William Wilberforce

April 2007


Last Sunday, I went to see the film Amazing Grace. It featured the life of William Wilberforce who in the late eighteenth century began a 20-year fight for the abolition of the British slave trade. On March 25, 1807, after almost 250 years of African slaving expeditions, the triumph finally came and the Act for the Abolition of the Slave Trade was passed.


While in his early twenties, Wilberforce was torn between devoting his life to serve God or join Parliament. His friends pointed out that he could do both by fighting against injustice as a member of Parliament. One of his encouragers was former slaveship master turned abolitionist minister John Newton, who penned the lyrics to the song Amazing Grace after “seeing the light.”


Wilberforce worked with fellow-abolitionist Thomas Clarkson to inform British citizens of slavery’s brutality. Slavery was seen as a necessary evil to most. Not many wanted to know the brutal, unimaginable truth. The logic went something like this: Sugarcane was an important crop processed by slaves in the West Indies. Britain needed sugar for tea. Slavery was necessary.


Another key abolitionist featured in the film was African-born Olaudah Equiano, who after being forced into slavery, bought his freedom and published an account of his life. His book and his presence in London as a learned, outspoken man provided the strong cognitive dissonance needed to change minds.


When the film was over and I was teary-eyed, the audience began an enthusiastic round of applause. I was so emotionally overcome that I couldn’t clap. I knew I would burst into tears. As I began walking out and unobtrusively dabbing my eyes, a young woman stood up and proclaimed, “Slavery is still going on today!
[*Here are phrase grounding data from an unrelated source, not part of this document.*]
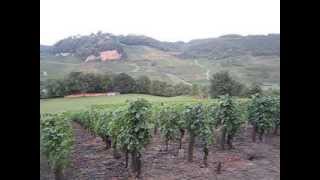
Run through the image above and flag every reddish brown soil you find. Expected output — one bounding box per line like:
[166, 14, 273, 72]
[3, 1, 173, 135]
[41, 124, 280, 180]
[100, 50, 122, 61]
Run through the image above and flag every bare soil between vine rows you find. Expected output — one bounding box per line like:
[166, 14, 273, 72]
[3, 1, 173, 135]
[41, 123, 280, 180]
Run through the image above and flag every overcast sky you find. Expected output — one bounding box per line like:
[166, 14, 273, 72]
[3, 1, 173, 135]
[40, 0, 280, 45]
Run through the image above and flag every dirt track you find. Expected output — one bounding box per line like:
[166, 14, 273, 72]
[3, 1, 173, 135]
[41, 123, 280, 180]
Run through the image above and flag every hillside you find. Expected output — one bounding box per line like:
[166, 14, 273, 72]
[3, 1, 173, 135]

Go home to your computers and google theamazingchange.com! Get informed!” Then the audience began clapping for the young woman. She began sobbing uncontrollably. 


The human brain is designed to ignore what is not immediately affecting its survival. It has to. We receive so much sensory stimulation that the brain has to filter out most of it and only pay attention to selected stimuli. Ignoring things is a natural phenomenon. Realizing that we have to actively educate ourselves about important issues that may not be in our immediate vicinity is a goal we must all work to accomplish.


The United States abolished the African slave trade on January 1, 1808, shortly after the British abolition. By the end of 1865, with the ratification of the 13th Amendment to the Constitution, slavery was abolished and prohibited in the United States.


Slavery still exists in many forms around the world. The remarkable theamazingchange.com website will undoubtedly prompt many to proclaim “Was blind, but now I see.”